Seasonality is relative to economic and social conditions of migrants at the place of origin and of destination. Seasonal migrants tend to be exploited by the middlemen and hence the process of recruitment and different patterns of organization of work needs to be studied in details. Migration is also considered as an investment in human capital involving cost-benefit analysis at different levels.
Anthropological approach to migration has been built up over a period of years in bits and pieces since Marxian culture-contact and Revenstine’s (1985) theories. Sachindra Narayan (1983) studied the overall impact of migration on the socio-economic life of the tribal Bihar, the cause4s and the ramification.
Any study of migration should consider the historical development of the region, the wide economic and political development which regulate and condition the nature of employment opportunities. Secondly economic and social conditions at the place of origin needs to be examined in order to understand why people move or do not move. At the individual level we have to consider not only the level of skills and family circumstances but the whole process of socialization and personality factors. It is important to realize that economic factors provide only the necessary conditions of migration, the sufficient conditions are the motivation to move, presence of resources networks and access to information flows. The latter make migration section in terms of age, sex, marital status and the phase of development of the domestic group.
What happens to the migrants at the place of destination, their problem and process of settlement, employment, success and failure and their social organization are not entirely unrelated to their contacts with the place of origin. Hence the continuity interaction process between the place of origin an of destination is an essential aspect of migration studies.

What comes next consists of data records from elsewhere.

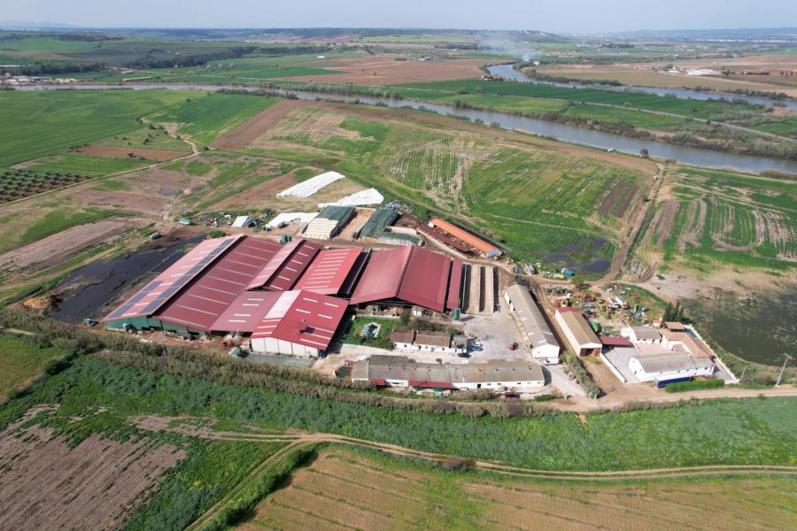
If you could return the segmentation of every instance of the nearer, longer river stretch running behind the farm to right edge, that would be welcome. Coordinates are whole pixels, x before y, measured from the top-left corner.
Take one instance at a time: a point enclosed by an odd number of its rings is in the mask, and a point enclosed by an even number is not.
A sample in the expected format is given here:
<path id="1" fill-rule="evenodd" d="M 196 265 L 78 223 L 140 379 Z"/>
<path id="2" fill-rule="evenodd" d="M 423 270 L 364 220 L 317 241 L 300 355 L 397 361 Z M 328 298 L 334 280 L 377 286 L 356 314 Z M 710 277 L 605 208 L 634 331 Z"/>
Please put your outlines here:
<path id="1" fill-rule="evenodd" d="M 55 85 L 40 85 L 18 87 L 17 90 L 55 90 L 64 89 Z M 142 83 L 135 85 L 102 85 L 102 84 L 82 84 L 73 85 L 69 89 L 81 90 L 108 90 L 108 89 L 170 89 L 170 90 L 204 90 L 218 91 L 221 89 L 242 89 L 257 91 L 257 87 L 230 87 L 228 85 L 205 85 L 191 83 Z M 642 140 L 630 136 L 613 135 L 584 129 L 582 127 L 569 126 L 543 119 L 513 116 L 503 112 L 477 111 L 475 109 L 455 109 L 449 105 L 432 104 L 427 102 L 417 102 L 413 100 L 397 100 L 391 98 L 375 96 L 337 96 L 334 94 L 322 94 L 314 92 L 290 91 L 299 99 L 313 100 L 316 98 L 337 99 L 353 102 L 360 101 L 361 104 L 380 104 L 392 108 L 410 107 L 413 109 L 425 109 L 447 116 L 467 118 L 470 120 L 482 120 L 485 124 L 498 124 L 499 127 L 508 130 L 515 130 L 522 133 L 542 135 L 551 137 L 561 142 L 571 142 L 601 150 L 615 150 L 631 155 L 638 155 L 643 149 L 654 158 L 674 159 L 681 164 L 693 165 L 698 167 L 731 169 L 746 173 L 761 173 L 763 170 L 782 170 L 785 172 L 797 173 L 797 161 L 783 158 L 753 157 L 749 155 L 736 155 L 734 153 L 724 153 L 722 151 L 700 150 L 698 148 L 687 148 L 668 142 L 658 142 Z"/>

Thus a large number of tribal migrates seasonally in search of work to distant places, particularly from those areas where the pressure of population is high and natural resources have got depleted. It is quit obvious that they comprise the weakest sections of the country. It will take some time, may be a long time, before they can find adequate employment opportunities in the around their own villages. The interstate Migrant workmen (Regulation of Employment and condition of service) Act 1979 has been passed by parliament to protect the interests of migrant labourers. It is understood that the Ministry of Home Affairs had proposed to the state government’s promulgations of a regulation under the Fifth Schedule of the constitution for safeguarding the interest of tribal labour, particularly from the malpractices employed by contractors in Scheduled Area where industries are located.